Выбрать главу

Как бы ни были боги защищены извне, нигде они не пребывают в полной безопасности, кроме как в нашем сердце. Туда устремляются они часто прямо из сновидений с еще не определенными планами, там назначают встречи, там совещаются, там их решения становятся необратимыми.

Что значат все разочарования, все неутоленные могилы, все снесенные храмы, если здесь, возле меня, в этом вдруг нахмурившемся юноше бог приходит в себя. Его родители еще не представляют, кем он будет, учителя уверены, что выследили его разгильдяйство- и нехотяйство, его собственная душа ощущает мир как нечто весьма зыбкое, а его смерть уже подобралась к нему в его самом слабом и хрупком месте, и все же безрассудство небесных сил столь велико, что оно щедро изливает себя в этот ненадежный сосуд. Еще за час до этого даже самый поверхностный материнский взгляд мог еще охватить это существо, но теперь она его уже не измерит, даже если позовет в подмогу воскресших из мертвых и весь ангельский хор..."

Однажды такой момент "безмерности" случился и с Андреем, и уже ни мать, ни сестра не в состоянии были понимать происходящего с ним.

В дневниковых записях о детстве:

"...Меня успокаивал огород. Он царственно покрывал пространство между нашим домом и заборами. Один из заборов отделял его от улицы, ведущей вверх, в гору, к кирпичной выбеленной Симоновской церкви, другой - от соседского участка, а третий, с калиткой на веревочных петлях, от нашего двора, заросшего лебедой с шишечками, похожими на цветущий подорожник, которые пачкали руки черным, если их раздавить между пальцами... Все три забора были старыми и потому прекрасными (очень характерно для Тарковского! - Н. Б.). <...> Да, заборы - это особая тема. Заборы после дождя, когда они сохнут на солнце!.."

"Растительный" внутренний пафос и архаико-иррациональный "контактный" стиль остался с Тарковским на всю Жизнь. На острове Готланд в Швеции он рассказывал для Михала Лещиловского:

"Я запоминаю только то, что мне нужно запомнить. Я никогда не помню того, что мне могло бы повредить, помешать. Речь идет не о бессовестности моей, а скорее о свойстве памяти, которая выборочно фиксирует какие-то вещи, независимо от моей воли.

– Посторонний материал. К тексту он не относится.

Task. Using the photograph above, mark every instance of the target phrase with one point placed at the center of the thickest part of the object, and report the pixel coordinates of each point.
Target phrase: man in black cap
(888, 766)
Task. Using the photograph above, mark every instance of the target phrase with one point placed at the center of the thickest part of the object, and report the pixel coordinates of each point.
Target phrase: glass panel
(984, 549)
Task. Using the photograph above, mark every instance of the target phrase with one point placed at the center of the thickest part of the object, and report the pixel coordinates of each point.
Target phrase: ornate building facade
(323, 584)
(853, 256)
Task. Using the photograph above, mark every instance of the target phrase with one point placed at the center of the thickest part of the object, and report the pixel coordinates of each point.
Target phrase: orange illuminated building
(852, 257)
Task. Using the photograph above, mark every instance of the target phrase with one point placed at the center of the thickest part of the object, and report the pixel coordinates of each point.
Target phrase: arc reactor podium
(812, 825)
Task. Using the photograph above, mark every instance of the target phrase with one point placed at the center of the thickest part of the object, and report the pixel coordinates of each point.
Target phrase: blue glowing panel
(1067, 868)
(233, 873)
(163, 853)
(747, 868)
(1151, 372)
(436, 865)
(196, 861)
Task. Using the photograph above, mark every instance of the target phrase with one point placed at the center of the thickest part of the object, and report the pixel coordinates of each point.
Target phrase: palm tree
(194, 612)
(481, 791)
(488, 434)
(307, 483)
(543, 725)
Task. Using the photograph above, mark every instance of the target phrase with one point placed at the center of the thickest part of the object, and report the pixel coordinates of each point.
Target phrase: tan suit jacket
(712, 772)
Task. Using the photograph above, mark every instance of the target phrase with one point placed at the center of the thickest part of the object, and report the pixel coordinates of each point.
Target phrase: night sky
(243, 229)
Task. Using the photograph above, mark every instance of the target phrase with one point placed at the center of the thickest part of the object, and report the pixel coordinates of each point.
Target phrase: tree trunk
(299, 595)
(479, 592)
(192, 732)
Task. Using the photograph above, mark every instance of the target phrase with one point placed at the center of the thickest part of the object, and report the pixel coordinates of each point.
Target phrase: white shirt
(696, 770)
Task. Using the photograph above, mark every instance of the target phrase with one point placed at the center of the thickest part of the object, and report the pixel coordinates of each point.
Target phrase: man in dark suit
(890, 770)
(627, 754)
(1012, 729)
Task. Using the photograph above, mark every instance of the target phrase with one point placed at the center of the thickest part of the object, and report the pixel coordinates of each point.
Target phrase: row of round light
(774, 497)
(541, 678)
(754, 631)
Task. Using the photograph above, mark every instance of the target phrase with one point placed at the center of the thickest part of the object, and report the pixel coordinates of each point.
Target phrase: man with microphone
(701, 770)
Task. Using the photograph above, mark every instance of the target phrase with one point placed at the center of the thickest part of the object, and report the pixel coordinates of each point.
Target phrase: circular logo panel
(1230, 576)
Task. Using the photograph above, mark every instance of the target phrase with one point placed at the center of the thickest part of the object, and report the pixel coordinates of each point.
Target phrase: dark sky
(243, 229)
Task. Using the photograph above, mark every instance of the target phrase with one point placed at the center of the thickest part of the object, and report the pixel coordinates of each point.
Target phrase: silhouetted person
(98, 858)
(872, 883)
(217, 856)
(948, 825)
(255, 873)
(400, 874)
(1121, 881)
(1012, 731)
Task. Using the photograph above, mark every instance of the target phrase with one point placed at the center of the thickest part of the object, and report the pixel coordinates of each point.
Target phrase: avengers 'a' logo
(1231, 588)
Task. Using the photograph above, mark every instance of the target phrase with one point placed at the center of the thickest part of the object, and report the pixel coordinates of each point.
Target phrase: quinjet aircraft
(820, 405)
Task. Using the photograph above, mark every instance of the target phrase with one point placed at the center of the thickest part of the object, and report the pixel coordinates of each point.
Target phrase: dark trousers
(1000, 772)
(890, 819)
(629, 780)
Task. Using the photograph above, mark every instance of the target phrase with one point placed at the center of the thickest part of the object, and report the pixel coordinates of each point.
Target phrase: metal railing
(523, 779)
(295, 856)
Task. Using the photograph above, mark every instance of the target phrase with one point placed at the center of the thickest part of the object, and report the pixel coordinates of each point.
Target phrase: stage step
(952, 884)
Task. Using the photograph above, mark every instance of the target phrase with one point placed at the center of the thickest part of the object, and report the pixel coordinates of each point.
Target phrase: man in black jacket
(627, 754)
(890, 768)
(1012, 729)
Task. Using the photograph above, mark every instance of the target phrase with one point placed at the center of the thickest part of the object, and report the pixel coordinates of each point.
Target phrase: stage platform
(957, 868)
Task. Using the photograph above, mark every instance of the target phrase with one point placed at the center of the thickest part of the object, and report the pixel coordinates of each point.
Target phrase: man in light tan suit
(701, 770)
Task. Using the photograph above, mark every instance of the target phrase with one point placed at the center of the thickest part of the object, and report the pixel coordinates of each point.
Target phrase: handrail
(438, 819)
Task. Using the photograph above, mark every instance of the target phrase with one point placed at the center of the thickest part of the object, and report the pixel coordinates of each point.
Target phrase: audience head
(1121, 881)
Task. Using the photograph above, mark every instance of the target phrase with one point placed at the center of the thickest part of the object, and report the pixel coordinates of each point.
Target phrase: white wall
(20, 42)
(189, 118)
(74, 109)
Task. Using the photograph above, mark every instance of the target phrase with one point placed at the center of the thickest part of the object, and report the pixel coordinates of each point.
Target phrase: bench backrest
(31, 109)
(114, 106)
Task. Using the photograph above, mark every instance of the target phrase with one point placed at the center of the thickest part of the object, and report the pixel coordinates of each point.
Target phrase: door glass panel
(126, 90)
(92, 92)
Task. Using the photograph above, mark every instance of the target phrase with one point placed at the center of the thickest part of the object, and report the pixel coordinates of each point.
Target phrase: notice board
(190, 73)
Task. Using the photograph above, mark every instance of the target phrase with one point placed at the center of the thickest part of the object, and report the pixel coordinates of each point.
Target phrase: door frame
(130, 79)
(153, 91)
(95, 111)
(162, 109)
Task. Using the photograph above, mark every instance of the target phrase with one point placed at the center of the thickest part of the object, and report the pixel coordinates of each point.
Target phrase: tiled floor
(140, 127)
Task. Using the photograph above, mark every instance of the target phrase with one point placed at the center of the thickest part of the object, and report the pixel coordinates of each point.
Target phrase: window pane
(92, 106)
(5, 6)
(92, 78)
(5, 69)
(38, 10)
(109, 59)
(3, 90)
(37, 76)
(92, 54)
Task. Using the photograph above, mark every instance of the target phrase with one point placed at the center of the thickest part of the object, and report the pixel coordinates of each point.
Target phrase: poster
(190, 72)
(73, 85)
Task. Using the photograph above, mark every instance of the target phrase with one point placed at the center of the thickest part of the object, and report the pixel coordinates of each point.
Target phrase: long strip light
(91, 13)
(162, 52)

Я бы не сказал, что у меня очень хорошая память, как раз наоборот: я мало что помню конкретного. Но у меня очень сильная эмоциональная память. Я скорее запоминаю состояния психологические, чем встречи, людей, обстоятельства.

Я больше склонен относиться к миру эмоционально, то есть скорее созерцательно склонен относиться к действительности. Я не столько думаю по поводу ее, сколько стараюсь ощущать ее. Я к ней скорее отношусь как животное, как ребенок в большей степени, а не взрослый, зрелый человек, который умеет размышлять по поводу жизни и делать какие-то выводы..."

Здесь веет не просто толстовско-древнегреческой мистикой, где звериность человека солидаризирует его с донными священными энергиями, но архаикой того же примерно свойства, о которой Георг Тракль говорил: "До двадцати лет я ничего не видел вокруг, кроме воды". Эту заключенность в архаических водах Леты (назовем это водами Лона), где связь наша с домом была умопомрачительно космологичной, назовем иррациональным эросом, в котором плещется атом нашего разумения, постигающего смертельную суть любого (даже мгновенного) отрыва от стихии воды. Ибо огонь жизни пронизан сквозной влажностью. Вот откуда, собственно, воды и дожди в поэмах Андрея Тарковского.

Впрочем, подростковая страстность Андрея принимала и самые банальные формы. "Это был ураган, вихрь, состоящий из прыжков, дурачеств, тарзаньих криков, лазанья по крышам, неожиданных идей, пения, съезжанья на лыжах с отвесных гор и еще не знаю чего". И любовь к играм до самозабвения: "...королевой послевоенных дворов была все-таки "расшибалка" ("дорожка"). Андрей окунался в игру с головой, был охвачен азартом до невменяемости..." ("Осколки зеркала").